# Need advises for getting job in Germany.



## InnocentCute (Sep 14, 2011)

Hye All.

Well i am a residene of Pakistan, wish to relocate to Germany soon, so guys i've a question is : what is the current job market situation in Germany now? although i now the recission has not over yet, should i get easily job there or have to wait for currect time for applying?

I've completed my Master level qualification from Pakistan in Finance and have a great experience in that firm.


Yours suggestion and advices will highly appreciated.


Thanks.


----------



## Bevdeforges (Nov 16, 2007)

How well do you speak German?
Cheers,
Bev


----------



## InnocentCute (Sep 14, 2011)

Well i am at beginer level, i can learn thru online.


----------



## Kawasutra (May 2, 2011)

InnocentCute said:


> Well i am at beginer level, i can learn thru online.


This is way not enough...!


----------



## Seb* (Mar 22, 2009)

InnocentCute said:


> Well i am at beginer level, i can learn thru online.


As a general rule, german employers expect their employees to be totally fluent in german.

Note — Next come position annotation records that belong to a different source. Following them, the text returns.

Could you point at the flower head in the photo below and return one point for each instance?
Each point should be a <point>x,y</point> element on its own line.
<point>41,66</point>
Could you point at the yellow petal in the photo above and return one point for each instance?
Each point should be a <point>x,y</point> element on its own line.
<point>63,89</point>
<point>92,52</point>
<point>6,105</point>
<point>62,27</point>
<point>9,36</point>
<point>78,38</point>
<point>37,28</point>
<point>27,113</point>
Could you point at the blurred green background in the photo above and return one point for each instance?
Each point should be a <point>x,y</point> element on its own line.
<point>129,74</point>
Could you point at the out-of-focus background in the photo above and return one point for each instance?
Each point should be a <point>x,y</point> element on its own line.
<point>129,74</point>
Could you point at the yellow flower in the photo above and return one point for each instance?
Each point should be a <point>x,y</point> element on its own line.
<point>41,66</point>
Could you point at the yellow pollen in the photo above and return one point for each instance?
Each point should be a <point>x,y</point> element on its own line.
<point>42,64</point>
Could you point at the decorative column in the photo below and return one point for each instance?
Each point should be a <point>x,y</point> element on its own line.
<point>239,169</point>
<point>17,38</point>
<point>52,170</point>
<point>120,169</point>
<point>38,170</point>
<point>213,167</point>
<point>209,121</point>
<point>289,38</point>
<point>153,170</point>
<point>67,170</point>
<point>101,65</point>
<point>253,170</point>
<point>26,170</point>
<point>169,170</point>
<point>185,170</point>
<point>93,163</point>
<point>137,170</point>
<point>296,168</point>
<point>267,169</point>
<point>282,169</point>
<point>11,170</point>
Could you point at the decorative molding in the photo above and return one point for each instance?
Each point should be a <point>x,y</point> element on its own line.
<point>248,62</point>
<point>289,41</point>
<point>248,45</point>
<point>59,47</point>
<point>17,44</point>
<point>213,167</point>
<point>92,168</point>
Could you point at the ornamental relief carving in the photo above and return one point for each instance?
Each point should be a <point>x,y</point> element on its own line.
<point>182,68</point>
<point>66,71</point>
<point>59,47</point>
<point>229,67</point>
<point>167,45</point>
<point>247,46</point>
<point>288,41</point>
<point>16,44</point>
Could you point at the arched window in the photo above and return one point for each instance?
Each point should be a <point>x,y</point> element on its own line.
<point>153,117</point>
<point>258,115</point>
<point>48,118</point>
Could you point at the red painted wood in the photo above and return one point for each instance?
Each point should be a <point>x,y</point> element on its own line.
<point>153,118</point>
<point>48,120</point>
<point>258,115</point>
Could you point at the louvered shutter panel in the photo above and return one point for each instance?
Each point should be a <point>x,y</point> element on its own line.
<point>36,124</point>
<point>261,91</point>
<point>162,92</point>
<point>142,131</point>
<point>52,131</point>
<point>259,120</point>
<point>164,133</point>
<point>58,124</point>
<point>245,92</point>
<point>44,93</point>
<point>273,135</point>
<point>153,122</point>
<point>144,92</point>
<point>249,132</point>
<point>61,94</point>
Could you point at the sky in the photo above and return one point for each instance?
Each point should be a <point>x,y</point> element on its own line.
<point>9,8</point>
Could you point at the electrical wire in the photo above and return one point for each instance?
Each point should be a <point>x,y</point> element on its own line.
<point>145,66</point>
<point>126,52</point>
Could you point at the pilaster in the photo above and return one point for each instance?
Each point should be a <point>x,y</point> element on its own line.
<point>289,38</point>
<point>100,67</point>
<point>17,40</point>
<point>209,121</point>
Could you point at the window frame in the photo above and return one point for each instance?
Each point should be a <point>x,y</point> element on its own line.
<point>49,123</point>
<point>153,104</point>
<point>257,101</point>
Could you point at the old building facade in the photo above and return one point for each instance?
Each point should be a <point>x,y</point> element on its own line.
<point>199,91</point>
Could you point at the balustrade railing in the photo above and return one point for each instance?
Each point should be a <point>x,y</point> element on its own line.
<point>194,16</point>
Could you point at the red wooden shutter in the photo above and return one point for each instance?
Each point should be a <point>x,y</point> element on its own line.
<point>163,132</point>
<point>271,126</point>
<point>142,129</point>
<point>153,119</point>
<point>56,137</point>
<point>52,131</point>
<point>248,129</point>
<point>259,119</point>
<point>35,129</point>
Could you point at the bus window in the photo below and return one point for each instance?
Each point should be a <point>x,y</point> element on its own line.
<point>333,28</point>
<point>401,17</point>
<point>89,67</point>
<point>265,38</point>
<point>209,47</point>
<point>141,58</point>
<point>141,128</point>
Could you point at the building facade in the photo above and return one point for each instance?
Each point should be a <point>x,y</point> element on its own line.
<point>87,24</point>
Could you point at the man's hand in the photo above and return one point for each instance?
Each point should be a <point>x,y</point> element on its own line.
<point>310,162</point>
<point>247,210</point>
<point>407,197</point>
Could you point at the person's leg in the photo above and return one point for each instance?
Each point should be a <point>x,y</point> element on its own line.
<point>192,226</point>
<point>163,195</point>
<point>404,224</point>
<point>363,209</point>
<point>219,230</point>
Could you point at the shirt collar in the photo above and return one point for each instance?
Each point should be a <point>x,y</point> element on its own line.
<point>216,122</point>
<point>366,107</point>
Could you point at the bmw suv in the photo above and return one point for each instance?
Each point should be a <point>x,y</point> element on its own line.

The only exceptions are highly specialised experts and contracters in a relatively small field or very low paid jobs like cleaners (where a broken german often is accepted to a degree).

In the financial filed, especially in the consumer area, you will NEED to be totally fluent. And now to the point of learning the language. As a native german speaker, who learnt three different foreign european languages, I can assure you that german is one of the hardest to master, an online course won't get you -sadly - to fluent level.


----------



## InnocentCute (Sep 14, 2011)

Seb, Thank you every much 

Well i search here in Pakistanhere are only German language institute, i'll follow them and start ASAP German language course, as you sadi its a rule to enter in Germany for getting a professional job having fluent in German.

Thanks one again.


----------